Par ailleurs, nous avons consacré les Rencontres de ce numéro de RITA à Christian Bataillou (Université de Perpignan, France) et Diana Ojeda (Clark University, Etats-Unis). Nous invitons les lecteurs à mettre en perspective ces regards croisés, d’un chercheur – sociologue - français confirmé, voyageur lui-même et d’une jeune doctorante colombienne au profil cosmopolite (économiste et géographe), sur le tourisme, ses formes multiples, sa place dans la société et ses marges en tout genre comme dans la recherche en sciences sociales.
Dans la partie hors thématique, nous trouverons deux Notes de Recherche. La première, présentée par Eduardo Vilar Bonaldi – Investing on a metaphor: Small investors meet the growing Brazilian stock market – traite, sous un angle sociologique, le cas des boursicoteurs non-professionnels et le côté ludique qu’ils confèrent à ces investissements. Dans un tout autre registre, Philippe Colin nous offre une analyse du Discours du paysage, identité(s) et pouvoir en Colombie au XIXIème siècle , où il réfléchit à l’instrumentalisation du paysage par les élites colombiennes, au lendemain des Indépendances, en tant que révélateur identitaire.
Enfin, nous sommes ravis de vous livrer deux Regards originaux sur les Amériques. Tout d’abord, Lucas Avelar nous invite à réfléchir au traitement de l’ébriété dans le Brésil du XVIIIème siècle, dans un article intitulé Civilizar a embriaguez: notas sobre os usos do álcool na América Portuguesa. Quant à Beatriz Palazuelos Mazars , rejoignant le thème du voyage, mais dans un style beaucoup plus littéraire, elle retrace, avec émotion, les cheminements et itinéraires d’une jeune migrante mexicaine, en mal de rêve américain, Idolina, 28 años.

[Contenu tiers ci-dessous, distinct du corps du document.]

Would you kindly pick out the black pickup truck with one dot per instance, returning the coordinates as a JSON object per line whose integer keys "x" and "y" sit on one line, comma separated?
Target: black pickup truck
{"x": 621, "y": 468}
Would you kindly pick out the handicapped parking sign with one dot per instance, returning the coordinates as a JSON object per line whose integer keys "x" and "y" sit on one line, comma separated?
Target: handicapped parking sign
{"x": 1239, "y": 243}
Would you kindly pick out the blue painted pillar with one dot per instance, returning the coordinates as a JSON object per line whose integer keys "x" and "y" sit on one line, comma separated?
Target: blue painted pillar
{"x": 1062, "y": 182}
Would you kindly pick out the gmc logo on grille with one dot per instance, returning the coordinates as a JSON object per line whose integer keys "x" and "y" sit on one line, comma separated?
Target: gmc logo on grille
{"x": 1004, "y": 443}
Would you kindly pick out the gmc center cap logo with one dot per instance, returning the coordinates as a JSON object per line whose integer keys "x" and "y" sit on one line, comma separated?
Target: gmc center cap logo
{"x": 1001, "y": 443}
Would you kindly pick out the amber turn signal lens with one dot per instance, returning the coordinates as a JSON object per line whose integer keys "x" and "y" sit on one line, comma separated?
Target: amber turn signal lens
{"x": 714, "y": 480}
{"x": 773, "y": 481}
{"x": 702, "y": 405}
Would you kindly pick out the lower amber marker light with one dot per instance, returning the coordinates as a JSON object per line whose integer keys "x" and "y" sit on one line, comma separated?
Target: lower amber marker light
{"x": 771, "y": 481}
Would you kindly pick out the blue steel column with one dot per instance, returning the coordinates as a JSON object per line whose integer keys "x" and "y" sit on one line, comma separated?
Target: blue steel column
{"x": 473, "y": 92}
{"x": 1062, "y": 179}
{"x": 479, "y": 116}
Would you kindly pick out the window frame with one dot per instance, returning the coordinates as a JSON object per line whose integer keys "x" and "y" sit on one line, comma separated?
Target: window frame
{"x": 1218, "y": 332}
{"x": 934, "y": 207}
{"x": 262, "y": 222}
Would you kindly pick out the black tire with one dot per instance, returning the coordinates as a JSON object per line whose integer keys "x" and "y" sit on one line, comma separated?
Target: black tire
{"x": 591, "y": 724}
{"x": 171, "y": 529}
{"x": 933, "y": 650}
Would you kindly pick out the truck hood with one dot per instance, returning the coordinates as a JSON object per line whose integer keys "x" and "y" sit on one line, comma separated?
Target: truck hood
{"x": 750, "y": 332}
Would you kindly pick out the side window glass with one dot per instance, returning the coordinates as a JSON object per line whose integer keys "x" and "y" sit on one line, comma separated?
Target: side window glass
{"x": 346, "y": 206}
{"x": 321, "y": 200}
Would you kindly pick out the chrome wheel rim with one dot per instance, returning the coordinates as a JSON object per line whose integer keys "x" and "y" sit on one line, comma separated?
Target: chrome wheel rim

Nous espérons que ce troisième numéro de la revue RITA saura retenir toute votre attention, répondre à vos attentes et stimuler davantage vos interrogations sur les formes multiples du voyage, d’hier à aujourd’hui. Nous vous invitons à rester attentifs au prochain appel à communication de la revue et à nous transmettre vos propositions d’articles pour les éditions à venir.